Leserbrief zum Artikel Die Linke denkt über Grundeinkommen nach
vom 22.06.2020:
Elementare Pflicht
Fast schon ein alter Hut, die Idee vom Grundeinkommen. Die Beweggründe sowohl der Kapitalseite als auch der Lohnabhängigen sind einleuchtend. Im 18. Jahrhundert hatte der Engländer Thomas Spence bereits die Idee. Seither geistert sie durch Köpfe und Parteien, getrieben von den Widersprüchen und Ausgeburten der kapitalistischen Gesellschaft. Modelle und Versuche sind bekannt und werden diskutiert. Vom Milliardär Götz Werner bis zu Katja Kipping reihen sich die vehementen Vertreter eines bedingungslosen Grundeinkommens. Kapitalvertreter spekulieren sicher damit, vom sozialen Problem Arbeitslosigkeit befreit zu sein. Aus der Welt wird es kaum sein. Es wäre kaum mehr als verlagert, vernebelt. Wen sollte noch ein schlechtes Gewissen plagen? Seit Jahren stehen die Argumente der Befürworter und Ablehner gegeneinander. Ergebnisse und Klarheit über die praktische Umsetzung sind eher bescheiden. Während sich einige bereits bis ins Detail der gesellschaftlichen Finanzierung eines Grundeinkommens beschäftigen, sind grundlegende Fragen unbeantwortet. Ein Grundeinkommen ändert zunächst nichts am Ausbeutungsverhältnis, am Widerspruch zwischen Kapital und Arbeit, an grundlegenden ökonomischen Gesetzen. Höhe und Finanzierung eines Grundeinkommens sind unklar und könnten letztlich auch nur mit und in Konflikt zu lösen sein.

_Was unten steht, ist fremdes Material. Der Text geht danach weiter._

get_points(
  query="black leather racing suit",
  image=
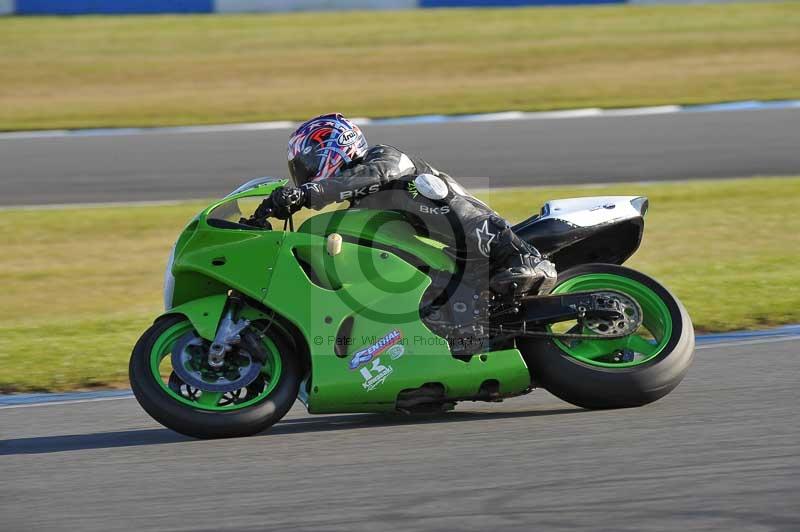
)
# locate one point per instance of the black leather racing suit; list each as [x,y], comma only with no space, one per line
[387,179]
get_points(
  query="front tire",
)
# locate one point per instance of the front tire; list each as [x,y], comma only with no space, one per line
[209,415]
[623,373]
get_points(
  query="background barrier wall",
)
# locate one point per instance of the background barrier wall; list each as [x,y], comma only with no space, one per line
[80,7]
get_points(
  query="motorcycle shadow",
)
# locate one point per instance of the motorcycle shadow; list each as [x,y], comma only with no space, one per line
[338,422]
[303,425]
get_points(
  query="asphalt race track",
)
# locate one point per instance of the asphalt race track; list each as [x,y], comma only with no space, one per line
[162,166]
[719,453]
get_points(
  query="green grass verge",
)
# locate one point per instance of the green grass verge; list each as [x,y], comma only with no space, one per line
[157,70]
[80,285]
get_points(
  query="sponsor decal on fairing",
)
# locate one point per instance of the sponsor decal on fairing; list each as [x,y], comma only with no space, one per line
[363,356]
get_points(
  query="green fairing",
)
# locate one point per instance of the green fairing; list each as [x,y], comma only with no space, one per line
[387,228]
[380,291]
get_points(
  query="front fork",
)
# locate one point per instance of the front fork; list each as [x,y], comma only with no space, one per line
[228,333]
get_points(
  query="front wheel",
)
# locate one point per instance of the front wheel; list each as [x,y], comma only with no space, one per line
[206,414]
[627,372]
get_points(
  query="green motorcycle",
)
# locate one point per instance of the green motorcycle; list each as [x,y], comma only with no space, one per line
[356,312]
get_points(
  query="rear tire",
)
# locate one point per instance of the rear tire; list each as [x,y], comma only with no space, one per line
[203,423]
[596,387]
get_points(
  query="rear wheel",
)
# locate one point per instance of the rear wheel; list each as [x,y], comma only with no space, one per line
[626,372]
[187,409]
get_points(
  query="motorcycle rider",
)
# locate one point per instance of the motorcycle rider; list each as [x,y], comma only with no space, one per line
[330,161]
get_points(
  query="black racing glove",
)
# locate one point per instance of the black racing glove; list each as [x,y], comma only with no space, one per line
[286,201]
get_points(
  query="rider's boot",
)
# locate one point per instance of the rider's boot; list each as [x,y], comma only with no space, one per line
[525,273]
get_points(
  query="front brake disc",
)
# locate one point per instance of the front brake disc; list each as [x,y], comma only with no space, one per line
[190,363]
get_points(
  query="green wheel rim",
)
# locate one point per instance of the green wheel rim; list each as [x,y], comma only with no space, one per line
[644,344]
[209,400]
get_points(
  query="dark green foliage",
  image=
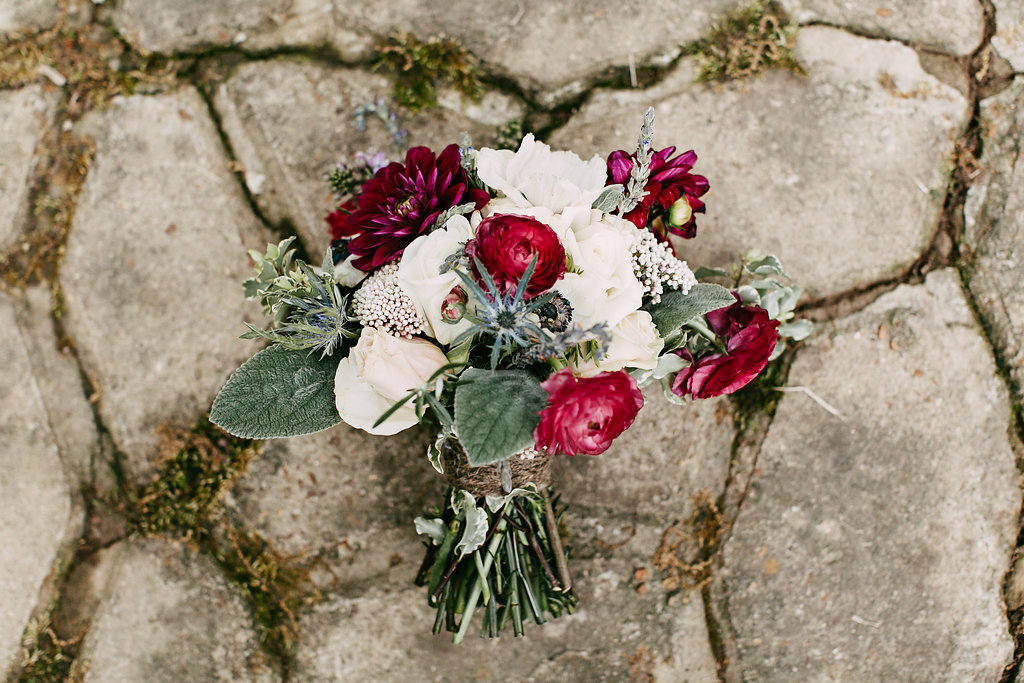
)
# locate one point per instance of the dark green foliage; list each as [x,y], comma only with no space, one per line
[419,67]
[752,39]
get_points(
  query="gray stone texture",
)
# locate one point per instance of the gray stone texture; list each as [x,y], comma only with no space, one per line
[1009,38]
[346,499]
[873,546]
[154,265]
[39,515]
[24,115]
[22,15]
[994,221]
[288,150]
[552,48]
[615,635]
[64,394]
[947,26]
[841,174]
[168,615]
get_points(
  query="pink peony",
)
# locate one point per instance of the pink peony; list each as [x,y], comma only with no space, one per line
[750,339]
[585,415]
[506,245]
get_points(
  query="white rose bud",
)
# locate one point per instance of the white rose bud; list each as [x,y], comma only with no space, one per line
[635,343]
[381,370]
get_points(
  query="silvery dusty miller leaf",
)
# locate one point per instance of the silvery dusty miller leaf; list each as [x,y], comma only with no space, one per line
[677,308]
[279,392]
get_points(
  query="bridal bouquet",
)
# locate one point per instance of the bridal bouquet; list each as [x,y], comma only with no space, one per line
[517,301]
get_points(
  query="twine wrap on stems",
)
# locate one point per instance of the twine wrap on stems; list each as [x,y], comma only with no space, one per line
[486,480]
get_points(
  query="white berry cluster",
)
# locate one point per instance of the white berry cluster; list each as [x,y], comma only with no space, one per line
[382,304]
[656,267]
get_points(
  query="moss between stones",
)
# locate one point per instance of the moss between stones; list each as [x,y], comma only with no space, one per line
[745,42]
[419,65]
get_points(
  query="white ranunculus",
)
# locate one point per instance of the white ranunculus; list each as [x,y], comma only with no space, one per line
[635,343]
[606,291]
[379,371]
[419,275]
[537,176]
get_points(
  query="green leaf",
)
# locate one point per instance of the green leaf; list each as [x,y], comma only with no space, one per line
[496,413]
[677,308]
[279,392]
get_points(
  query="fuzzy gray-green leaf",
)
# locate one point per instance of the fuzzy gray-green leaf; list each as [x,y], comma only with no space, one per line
[496,413]
[676,308]
[279,392]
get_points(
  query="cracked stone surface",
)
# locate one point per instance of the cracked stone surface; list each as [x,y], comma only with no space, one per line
[553,48]
[39,517]
[1009,38]
[345,498]
[947,26]
[24,114]
[287,151]
[800,165]
[615,635]
[873,547]
[27,14]
[154,264]
[994,227]
[168,615]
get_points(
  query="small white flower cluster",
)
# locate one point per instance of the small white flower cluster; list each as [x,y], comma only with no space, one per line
[382,304]
[656,267]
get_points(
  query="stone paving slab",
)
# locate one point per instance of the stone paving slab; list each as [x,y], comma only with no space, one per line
[1009,38]
[24,115]
[344,497]
[38,518]
[873,547]
[949,26]
[842,174]
[16,15]
[154,265]
[288,148]
[57,375]
[553,49]
[169,616]
[994,221]
[615,635]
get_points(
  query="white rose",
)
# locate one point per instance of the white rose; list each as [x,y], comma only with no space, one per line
[379,371]
[419,275]
[537,176]
[635,343]
[606,291]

Dann die Frage, wer steuert was bei. Die Kapitalseite ist bestens bekannt dafür, sich von Kosten, Steuern und sozialen Leistungen zu befreien und entlasten. Wer zahlt also wieviel, denn der Staat hat keine anderen als Steuereinnahmen? Über welche Steuer es auch finanziert werden soll, die Kosten hätten Gesellschaft und Unternehmen zu tragen. Wer kann glauben, dass ein Grundeinkommen mehr und besser, auskömmlicher sein kann und soll als ein Mindestlohn, ein besserers Hartz IV usw.? Nur ein anderer Begriff ändert nichts am Los und Schicksal von Lohnabhängigen und allen, denen die Gesellschaft Arbeit verwehrt. Im Jahr des 200. Geburtstages und 125. Todestages von Friedrich Engels ist vor allem den Grundeinkommensvertretern zu empfehlen, sich die Rolle der Arbeit für die Menschwerdung zu Gemüte zu führen. Besonders für Die Linke wäre es elementare Pflicht zur Erkenntnisgewinnung.
Veröffentlicht in der jungen Welt am 24.06.2020.